Conversion of logits to probabilities

In [27]:
y_test_np = np.array(y_test)
print('Predicted Labels:',predicted_labels[:20])

Predicted Labels: [0 1 1 0 1 0 1 1 0 1 0 1 0 0 1 0 1 1 0 1]


In [28]:
model.save_pretrained("sentiment_model")

Predictions on user inputs

In [29]:
def preprocess_input(text,tokenizer):
  encodings = tokenizer(text, truncation = True, padding = True, return_tensors='tf')
  return encodings

In [31]:
def predict_sentiment(text,model,tokenizer):
  input_encodings = preprocess_input(text,tokenizer)
  predictions = model(input_encodings)
  logits = predictions.logits
  probabilities = tf.nn.softmax(logits,axis=1)
  predicted_labels = tf.argmax(probabilities, axis=-1).numpy()[0]

  label_map = {0:'disliked',1:'liked'}
  predictedclass = label_map[predicted_labels]
  return predictedclass

In [32]:
input = "The person who took the session was really bad. He was so rude."
predicted_class = predict_sentiment(input,model,tokenizer)
print(f"Comments is classified as {predicted_class}")

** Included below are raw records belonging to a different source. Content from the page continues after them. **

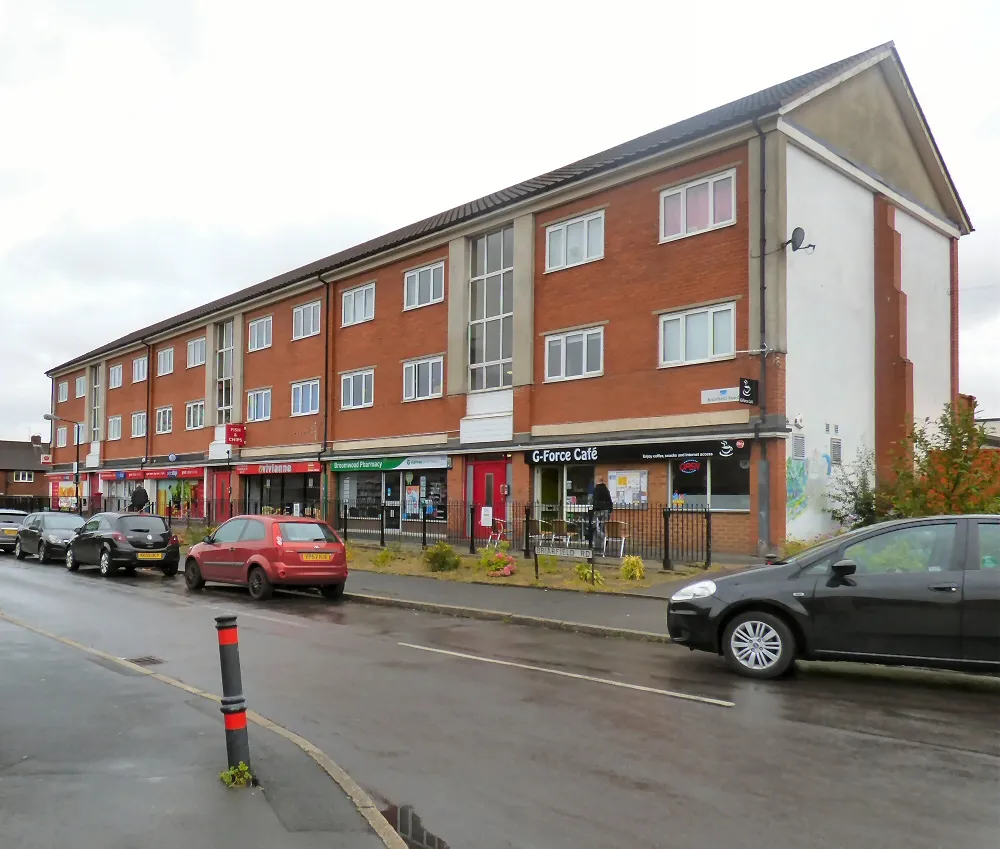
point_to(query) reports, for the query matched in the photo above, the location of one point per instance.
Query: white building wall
(926, 273)
(830, 377)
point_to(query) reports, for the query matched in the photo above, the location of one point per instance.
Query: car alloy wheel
(756, 645)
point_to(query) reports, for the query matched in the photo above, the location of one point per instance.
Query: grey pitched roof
(732, 114)
(21, 456)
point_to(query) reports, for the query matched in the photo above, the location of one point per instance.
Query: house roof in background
(735, 113)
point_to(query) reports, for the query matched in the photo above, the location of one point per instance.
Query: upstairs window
(423, 379)
(196, 352)
(305, 320)
(164, 362)
(698, 206)
(572, 355)
(697, 336)
(357, 389)
(259, 334)
(424, 286)
(574, 242)
(358, 305)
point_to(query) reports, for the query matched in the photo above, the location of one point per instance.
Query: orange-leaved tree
(943, 467)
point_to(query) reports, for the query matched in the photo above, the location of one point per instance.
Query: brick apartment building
(22, 471)
(594, 321)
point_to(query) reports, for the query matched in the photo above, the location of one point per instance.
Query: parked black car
(114, 540)
(46, 535)
(919, 592)
(10, 521)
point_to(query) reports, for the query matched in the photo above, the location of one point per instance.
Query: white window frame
(196, 422)
(259, 333)
(682, 190)
(300, 311)
(297, 388)
(413, 275)
(559, 263)
(411, 374)
(164, 419)
(140, 369)
(259, 403)
(350, 375)
(199, 348)
(682, 317)
(585, 333)
(353, 293)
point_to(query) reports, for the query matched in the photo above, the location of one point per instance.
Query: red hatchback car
(262, 552)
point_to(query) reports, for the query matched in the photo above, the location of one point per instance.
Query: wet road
(499, 755)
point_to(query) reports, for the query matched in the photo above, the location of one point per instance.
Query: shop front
(711, 474)
(409, 489)
(291, 489)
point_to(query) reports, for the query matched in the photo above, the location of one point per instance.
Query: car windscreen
(67, 521)
(308, 532)
(142, 525)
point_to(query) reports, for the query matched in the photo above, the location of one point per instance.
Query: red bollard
(234, 706)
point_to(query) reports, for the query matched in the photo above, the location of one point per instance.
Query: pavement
(93, 754)
(599, 610)
(483, 734)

Comments is classified as disliked


# Conclusion

Finetuned the DistilBert LLM model. Gave a custom domain specific social media dataset that includes two features. The model will analyse the sentiment of the comments. Used transformers to do all the required operations. Performed encoding and tokenizations as it is very essential for fine tuning. Tensorflow is used for the conversion of encodings to dataset object. Used keras because I faced an issue with TFTrainer in tensorflow, since it is deprecated.